Dienstag, 30. Juli 2024

Meine Erfahrungen in Alters und Pflegeheimen - Wilde Blumen


 

Heute möchte ich euch Leser und Leserinnen wieder aus meiner beruflichen Tätigkeit in den Alters und Pflegeheimen erzählen. Es waren für mich die lehrreichsten Jahre meines bisherigen Lebens.
Die Lebensgeschichte handelt von einer Frau, die ich im selben Domicil für Senioren kennenlernte, wie die Herren, von denen ich euch in vorhergehenden Posts schon erzählt habe.
Hier nochmal meine dreiteilige Collage, die ich in meiner Freizeit mit Bewohner dieses Domicils gestaltet habe. Die Person um die es hier geht, wohnte im linken Gebäude.

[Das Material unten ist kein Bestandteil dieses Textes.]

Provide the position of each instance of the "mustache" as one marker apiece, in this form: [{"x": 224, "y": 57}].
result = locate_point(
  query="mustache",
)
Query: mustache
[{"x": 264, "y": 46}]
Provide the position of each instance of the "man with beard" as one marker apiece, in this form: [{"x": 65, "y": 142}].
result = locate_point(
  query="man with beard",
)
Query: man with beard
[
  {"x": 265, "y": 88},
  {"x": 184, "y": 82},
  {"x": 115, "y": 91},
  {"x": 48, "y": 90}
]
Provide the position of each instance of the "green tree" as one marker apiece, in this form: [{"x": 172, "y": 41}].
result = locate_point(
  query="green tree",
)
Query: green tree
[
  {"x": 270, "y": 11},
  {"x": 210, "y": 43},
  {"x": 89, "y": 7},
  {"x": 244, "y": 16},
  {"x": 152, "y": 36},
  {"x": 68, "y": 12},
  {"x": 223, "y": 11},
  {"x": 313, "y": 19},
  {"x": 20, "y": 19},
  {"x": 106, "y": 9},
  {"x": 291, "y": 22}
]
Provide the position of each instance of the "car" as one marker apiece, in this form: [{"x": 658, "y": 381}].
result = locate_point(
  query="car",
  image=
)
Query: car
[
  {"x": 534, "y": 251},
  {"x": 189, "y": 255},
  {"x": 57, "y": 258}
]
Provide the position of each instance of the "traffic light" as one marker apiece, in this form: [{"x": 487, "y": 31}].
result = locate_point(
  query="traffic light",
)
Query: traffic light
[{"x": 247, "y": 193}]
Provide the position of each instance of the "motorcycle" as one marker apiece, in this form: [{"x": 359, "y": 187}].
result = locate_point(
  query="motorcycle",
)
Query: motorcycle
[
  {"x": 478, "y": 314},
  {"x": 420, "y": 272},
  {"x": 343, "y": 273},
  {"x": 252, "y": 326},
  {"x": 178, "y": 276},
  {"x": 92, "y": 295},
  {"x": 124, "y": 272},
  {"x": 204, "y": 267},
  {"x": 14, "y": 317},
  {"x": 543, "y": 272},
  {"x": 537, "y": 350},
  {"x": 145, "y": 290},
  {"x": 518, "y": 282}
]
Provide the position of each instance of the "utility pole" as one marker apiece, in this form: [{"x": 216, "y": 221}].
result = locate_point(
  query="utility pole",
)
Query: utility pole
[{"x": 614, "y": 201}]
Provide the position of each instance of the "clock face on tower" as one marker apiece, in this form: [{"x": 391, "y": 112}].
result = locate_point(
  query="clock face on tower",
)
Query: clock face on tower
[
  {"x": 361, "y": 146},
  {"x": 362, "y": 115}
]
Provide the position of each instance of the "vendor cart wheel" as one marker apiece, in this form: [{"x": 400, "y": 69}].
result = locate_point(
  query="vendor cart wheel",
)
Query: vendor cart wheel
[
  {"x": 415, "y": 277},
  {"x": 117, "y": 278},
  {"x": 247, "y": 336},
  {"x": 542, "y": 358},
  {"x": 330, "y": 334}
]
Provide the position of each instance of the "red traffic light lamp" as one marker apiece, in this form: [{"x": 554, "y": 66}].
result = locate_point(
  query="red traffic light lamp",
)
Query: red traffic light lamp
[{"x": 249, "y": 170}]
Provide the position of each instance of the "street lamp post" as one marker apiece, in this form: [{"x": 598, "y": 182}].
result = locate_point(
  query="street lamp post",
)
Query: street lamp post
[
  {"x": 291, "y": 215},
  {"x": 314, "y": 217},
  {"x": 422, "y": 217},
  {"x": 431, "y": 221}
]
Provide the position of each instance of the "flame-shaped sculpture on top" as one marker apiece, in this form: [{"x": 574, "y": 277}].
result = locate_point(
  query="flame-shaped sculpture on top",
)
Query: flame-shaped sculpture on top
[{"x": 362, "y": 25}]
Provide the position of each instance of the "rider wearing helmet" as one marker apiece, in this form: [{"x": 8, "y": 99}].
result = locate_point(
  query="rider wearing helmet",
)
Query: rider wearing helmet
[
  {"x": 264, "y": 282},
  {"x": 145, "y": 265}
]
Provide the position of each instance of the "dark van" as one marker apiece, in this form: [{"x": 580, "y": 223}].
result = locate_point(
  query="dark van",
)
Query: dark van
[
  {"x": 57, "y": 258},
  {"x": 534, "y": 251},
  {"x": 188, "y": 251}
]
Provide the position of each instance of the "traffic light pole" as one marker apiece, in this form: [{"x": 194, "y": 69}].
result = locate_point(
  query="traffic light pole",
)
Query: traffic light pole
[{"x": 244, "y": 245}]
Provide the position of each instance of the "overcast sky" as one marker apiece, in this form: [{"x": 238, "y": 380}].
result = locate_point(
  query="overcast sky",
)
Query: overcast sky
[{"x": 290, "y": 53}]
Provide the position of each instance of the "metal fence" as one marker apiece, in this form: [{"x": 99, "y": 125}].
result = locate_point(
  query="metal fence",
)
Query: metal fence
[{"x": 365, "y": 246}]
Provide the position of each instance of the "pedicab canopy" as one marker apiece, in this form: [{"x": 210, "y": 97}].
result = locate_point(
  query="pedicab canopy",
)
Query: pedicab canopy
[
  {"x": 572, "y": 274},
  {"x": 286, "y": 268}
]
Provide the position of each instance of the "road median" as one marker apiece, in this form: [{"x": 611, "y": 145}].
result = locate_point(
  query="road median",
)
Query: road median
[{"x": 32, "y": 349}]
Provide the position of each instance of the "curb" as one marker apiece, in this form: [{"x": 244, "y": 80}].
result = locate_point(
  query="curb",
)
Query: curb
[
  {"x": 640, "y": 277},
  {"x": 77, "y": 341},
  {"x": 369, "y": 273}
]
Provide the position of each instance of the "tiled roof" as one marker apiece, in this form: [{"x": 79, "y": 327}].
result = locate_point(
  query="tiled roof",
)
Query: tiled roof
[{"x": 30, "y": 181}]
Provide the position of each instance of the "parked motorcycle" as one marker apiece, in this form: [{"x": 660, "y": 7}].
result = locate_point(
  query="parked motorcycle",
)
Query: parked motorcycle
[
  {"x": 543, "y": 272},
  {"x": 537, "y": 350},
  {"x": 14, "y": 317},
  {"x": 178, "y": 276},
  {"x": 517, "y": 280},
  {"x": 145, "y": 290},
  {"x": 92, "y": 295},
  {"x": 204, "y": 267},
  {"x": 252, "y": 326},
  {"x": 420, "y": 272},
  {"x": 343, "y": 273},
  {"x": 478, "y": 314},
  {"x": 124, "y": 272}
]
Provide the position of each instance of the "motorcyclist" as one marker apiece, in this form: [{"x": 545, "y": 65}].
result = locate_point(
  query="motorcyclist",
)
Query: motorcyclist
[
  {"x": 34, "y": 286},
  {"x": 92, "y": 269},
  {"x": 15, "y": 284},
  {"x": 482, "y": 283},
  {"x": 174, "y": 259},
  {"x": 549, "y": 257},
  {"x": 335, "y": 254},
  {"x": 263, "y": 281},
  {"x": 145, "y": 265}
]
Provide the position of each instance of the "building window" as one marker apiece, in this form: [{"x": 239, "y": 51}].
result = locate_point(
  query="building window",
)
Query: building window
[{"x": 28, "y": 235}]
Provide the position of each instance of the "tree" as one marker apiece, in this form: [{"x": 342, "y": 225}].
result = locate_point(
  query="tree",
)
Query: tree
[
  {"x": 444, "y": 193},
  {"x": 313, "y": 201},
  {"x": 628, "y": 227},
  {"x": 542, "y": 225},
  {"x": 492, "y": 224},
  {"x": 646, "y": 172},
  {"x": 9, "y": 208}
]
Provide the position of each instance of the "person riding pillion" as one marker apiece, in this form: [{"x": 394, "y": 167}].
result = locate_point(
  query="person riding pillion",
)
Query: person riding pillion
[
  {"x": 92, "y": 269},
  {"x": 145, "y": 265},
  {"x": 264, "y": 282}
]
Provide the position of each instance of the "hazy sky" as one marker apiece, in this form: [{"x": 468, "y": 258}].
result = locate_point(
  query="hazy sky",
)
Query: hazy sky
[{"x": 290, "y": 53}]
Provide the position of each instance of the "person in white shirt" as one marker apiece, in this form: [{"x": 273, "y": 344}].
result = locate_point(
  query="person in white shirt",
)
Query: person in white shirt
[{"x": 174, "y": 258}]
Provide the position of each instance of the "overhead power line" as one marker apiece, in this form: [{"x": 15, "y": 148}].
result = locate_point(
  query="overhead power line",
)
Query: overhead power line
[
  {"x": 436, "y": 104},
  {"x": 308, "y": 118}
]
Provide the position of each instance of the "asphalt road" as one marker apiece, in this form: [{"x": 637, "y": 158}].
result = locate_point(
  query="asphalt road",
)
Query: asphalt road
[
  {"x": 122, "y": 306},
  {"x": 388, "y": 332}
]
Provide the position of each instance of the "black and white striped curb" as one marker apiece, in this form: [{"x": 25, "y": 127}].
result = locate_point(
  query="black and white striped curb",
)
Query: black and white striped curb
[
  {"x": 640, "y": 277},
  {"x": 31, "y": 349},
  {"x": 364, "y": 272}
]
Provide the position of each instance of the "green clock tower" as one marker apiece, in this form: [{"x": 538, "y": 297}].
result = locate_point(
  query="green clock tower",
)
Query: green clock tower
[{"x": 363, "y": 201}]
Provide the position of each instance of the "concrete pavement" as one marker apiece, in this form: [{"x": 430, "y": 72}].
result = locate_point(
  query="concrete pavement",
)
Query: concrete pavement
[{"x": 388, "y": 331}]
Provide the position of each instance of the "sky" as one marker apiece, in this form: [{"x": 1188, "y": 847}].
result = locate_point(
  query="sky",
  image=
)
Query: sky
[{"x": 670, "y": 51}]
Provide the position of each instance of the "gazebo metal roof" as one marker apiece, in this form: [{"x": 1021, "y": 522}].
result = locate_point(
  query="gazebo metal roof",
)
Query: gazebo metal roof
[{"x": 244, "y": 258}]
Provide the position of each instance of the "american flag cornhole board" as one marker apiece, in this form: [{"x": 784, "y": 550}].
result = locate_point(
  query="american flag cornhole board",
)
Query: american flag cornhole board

Sie war eine studierte Frau, die voll Ehrgeiz und Freude ihren anspruchsvollen Beruf ausübte. Gleichzeitig war sie auch kreativ, sie töpferte und malte in ihrer Freizeit, sie hatte einen großen Freundeskreis und sie kümmerte sich ebenfalls um ihre betagte Mutter. 
Bis zum Tag X.....da erlitt sie einen Schlaganfall.
Sie war noch keine siebzig Jahre als das passierte. Von einer Minute auf die andere war sie auf einer Seite gelähmt und sie konnte nicht mehr sprechen. Ich lernte sie kennen, als sie noch im Rollstuhl war. Zum Glück hatte ich da schon mehrere Jahre Erfahrung mit solchen Patienten. Ich wusste, es braucht Geduld und Einfühlungsvermögen. Da ich damals selbständig erwerbende Podologin war, nahm ich mir für sie mehr Zeit für die Behandlung. Ich war keinem Chef Rechenschaft schuldig und der Verdienst war hier zweitrangig.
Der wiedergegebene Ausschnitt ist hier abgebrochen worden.